02 Decode Vigenère

In the 16th century, the French diplomat and cryptographer Blaise de Vigenère developed a polyalphabetic cipher that was unbreakable for a long time. In contrast to monoalphabetic, it does not make use of a single key alphabet, which can be quickly figured out with the help of frequency analyses, but he used a separate one for each letter of the text to be encrypted. To do this, he shifted the alphabet by a certain number each time (like Ceasar shifts by 3 and Rot13 shifts by 13 letters). The shift key used for this is then the keyword with which the cryptotext can subsequently be decrypted again.

The best way to illustrate this procedure is with the Vigenère square, which represents all 25 possible shifts:

The first letter of the plaintext “Discworld” – (R.I.P. Sir Terry Pratchett!) – is an S (upper yellow row in the image) and is encrypted with the first letter of the key “Terry”, i.e. the T (yellow, left column in the image), thus shifting the alphabet by 19 letters (A=0) and ending up on the L. The second letter is a C and becomes a G with the key letter E, …

Frequency analyses now run into the void, since the individual letters are no longer replaced with the same one in each case. But Vigenère encryption is still not secure.

The shorter the key and the longer the plaintext, the easier it is to break the code. Since a normal text, no matter in which language, has certain repeating sequences of letters (bi- and trigrams), the probability increases with the length of the plaintext that such sequences of letters have been encrypted with the same key letters and that the cryptotext is similar. Once a repetition of bi- or trigrams has been discovered, the key length can be determined (a divisor of the distance between the same letter sequences). And now, with the knowledge of the length of the keyword, move the cryptotext piece by piece. This approach was christened Kasiski test after one of its discoverers (KasiskiOnline tool).

Even more theoretical is the Friedman test, whose algorithm uses probabilities that two random letters are the same to try to calculate magnitudes of the key length.

Also working with probability is the correlation function. If one counts the letters in the crypto-text and compares them with the letter frequency of normal speech, a sufficiently long text can be used to show the shift.
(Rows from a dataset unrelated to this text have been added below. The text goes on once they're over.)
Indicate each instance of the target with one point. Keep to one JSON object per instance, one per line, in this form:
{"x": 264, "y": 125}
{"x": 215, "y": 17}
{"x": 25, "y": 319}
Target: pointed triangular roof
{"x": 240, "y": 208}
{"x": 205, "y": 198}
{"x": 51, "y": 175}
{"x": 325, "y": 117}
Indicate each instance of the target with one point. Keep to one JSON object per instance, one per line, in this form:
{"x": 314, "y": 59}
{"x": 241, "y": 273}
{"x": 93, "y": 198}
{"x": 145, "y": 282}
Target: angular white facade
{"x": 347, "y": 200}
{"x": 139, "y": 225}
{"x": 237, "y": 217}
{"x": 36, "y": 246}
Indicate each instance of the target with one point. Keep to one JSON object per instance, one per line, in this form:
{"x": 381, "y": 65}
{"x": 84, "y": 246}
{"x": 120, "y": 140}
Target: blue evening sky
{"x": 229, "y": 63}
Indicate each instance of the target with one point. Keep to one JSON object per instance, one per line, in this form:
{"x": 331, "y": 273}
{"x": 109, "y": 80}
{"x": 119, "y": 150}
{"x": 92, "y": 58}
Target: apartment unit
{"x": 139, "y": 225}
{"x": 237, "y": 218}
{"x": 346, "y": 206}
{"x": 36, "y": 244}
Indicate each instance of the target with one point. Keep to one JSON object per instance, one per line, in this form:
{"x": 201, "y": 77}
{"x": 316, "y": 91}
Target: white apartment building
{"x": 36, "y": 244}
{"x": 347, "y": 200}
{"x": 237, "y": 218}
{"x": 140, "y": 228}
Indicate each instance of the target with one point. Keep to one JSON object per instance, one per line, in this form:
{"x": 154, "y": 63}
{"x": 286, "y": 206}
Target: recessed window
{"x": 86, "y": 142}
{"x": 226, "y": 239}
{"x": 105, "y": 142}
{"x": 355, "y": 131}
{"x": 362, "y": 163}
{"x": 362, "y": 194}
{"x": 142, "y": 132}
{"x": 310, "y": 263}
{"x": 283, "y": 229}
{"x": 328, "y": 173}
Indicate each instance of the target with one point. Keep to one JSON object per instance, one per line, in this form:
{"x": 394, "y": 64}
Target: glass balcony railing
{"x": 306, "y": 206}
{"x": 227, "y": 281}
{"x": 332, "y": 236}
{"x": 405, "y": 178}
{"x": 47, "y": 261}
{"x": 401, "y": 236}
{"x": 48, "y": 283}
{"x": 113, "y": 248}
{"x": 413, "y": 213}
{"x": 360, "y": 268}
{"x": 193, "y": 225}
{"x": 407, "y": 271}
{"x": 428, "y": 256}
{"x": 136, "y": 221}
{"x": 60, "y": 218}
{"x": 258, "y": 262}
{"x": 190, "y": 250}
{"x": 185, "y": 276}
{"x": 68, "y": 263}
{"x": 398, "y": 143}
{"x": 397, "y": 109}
The correlation function has a maximum at the shift where the distributions to be compared coincide best. Which also gives a good reading of the key length with sufficiently long texts.
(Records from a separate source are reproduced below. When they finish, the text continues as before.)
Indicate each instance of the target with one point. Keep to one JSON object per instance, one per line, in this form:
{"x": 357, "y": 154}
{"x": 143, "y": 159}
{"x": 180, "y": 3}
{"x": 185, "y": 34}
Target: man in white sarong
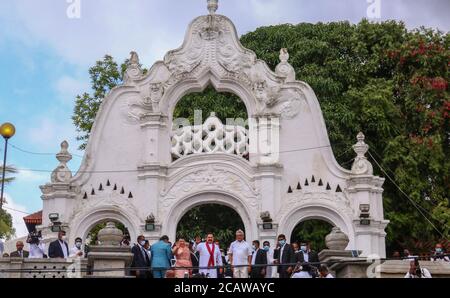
{"x": 210, "y": 256}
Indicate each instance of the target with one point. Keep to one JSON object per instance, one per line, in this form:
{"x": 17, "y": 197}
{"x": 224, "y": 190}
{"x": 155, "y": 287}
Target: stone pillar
{"x": 153, "y": 169}
{"x": 341, "y": 262}
{"x": 109, "y": 254}
{"x": 365, "y": 191}
{"x": 59, "y": 195}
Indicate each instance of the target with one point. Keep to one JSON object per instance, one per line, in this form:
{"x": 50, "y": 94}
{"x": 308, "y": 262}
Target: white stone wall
{"x": 127, "y": 172}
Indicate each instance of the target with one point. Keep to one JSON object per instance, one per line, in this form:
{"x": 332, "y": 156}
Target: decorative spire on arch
{"x": 134, "y": 70}
{"x": 213, "y": 5}
{"x": 361, "y": 166}
{"x": 284, "y": 68}
{"x": 62, "y": 174}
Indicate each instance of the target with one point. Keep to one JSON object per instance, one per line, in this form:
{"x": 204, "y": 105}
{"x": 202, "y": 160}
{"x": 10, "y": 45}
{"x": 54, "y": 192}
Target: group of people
{"x": 206, "y": 259}
{"x": 415, "y": 270}
{"x": 57, "y": 249}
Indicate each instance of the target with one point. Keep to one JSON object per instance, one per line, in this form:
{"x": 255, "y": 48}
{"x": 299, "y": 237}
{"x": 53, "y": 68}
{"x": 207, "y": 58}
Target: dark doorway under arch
{"x": 223, "y": 104}
{"x": 219, "y": 219}
{"x": 312, "y": 231}
{"x": 92, "y": 235}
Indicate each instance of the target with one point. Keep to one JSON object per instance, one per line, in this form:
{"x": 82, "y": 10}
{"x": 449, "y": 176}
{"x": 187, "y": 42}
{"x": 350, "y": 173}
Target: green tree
{"x": 220, "y": 220}
{"x": 93, "y": 233}
{"x": 392, "y": 84}
{"x": 312, "y": 231}
{"x": 378, "y": 78}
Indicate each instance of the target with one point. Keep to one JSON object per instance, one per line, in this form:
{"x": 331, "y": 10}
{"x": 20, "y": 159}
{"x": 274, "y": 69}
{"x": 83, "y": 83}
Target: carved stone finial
{"x": 62, "y": 173}
{"x": 284, "y": 55}
{"x": 284, "y": 69}
{"x": 361, "y": 166}
{"x": 265, "y": 216}
{"x": 110, "y": 235}
{"x": 213, "y": 5}
{"x": 336, "y": 240}
{"x": 134, "y": 58}
{"x": 134, "y": 70}
{"x": 150, "y": 218}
Finished for all geocaching venereal puzzles? Well, actually not quite yet, there are more pretty approaches to the solution. If the keyword is a real word from the dictionary, the ngram analysis can be applied, which is also implemented at Cryptoool-online, among others. Here, one works with probable bi- or trigrams at the beginning of the word, with which one can draw conclusions about the key, in which one finds probable letter combinations in plain text.

Similarly but less theoretically, approaches work where you know parts of the key or the plaintext to believe. It doesn’t matter which of the two approaches you can use – in each case you place the expected word/part of a word (north, east, cache, search, fifty-two, the GC code or the owner’s name) over the cryptotext and shift forwards and backwards in the alphabet by the respective letters. If you want to and are able to do this, you can certainly program it quickly in Excel. But thanks to the internet, it is not necessary at all. f00l.de, nik kaanan and many others have already made this work easier for us with their scripts. If you don’t want to go to so much trouble, you can try smurfoncrack first. Or at crypt-online, where there are also frequency and n-gram analyses as well as an autocorrelation tool. A simple but sometimes working crack tool is offered by geocachingtoolbox .

And of course the GC Wizard should not be missing. There’s also a Vigenère cracker in the “General Code Solvers” section 😉

By the way, Mr Vigenère developed an improvement of this method, but it never gained its notoriety, although it is much more secure against analyses like the ones described here.

Autokey encryption also works with a keyword and thus like the Vigenère key described here, but the plaintext is appended to the end of the key for encryption and decryption. Thus, the key length is as long as the cryptotext and much more difficult to crack.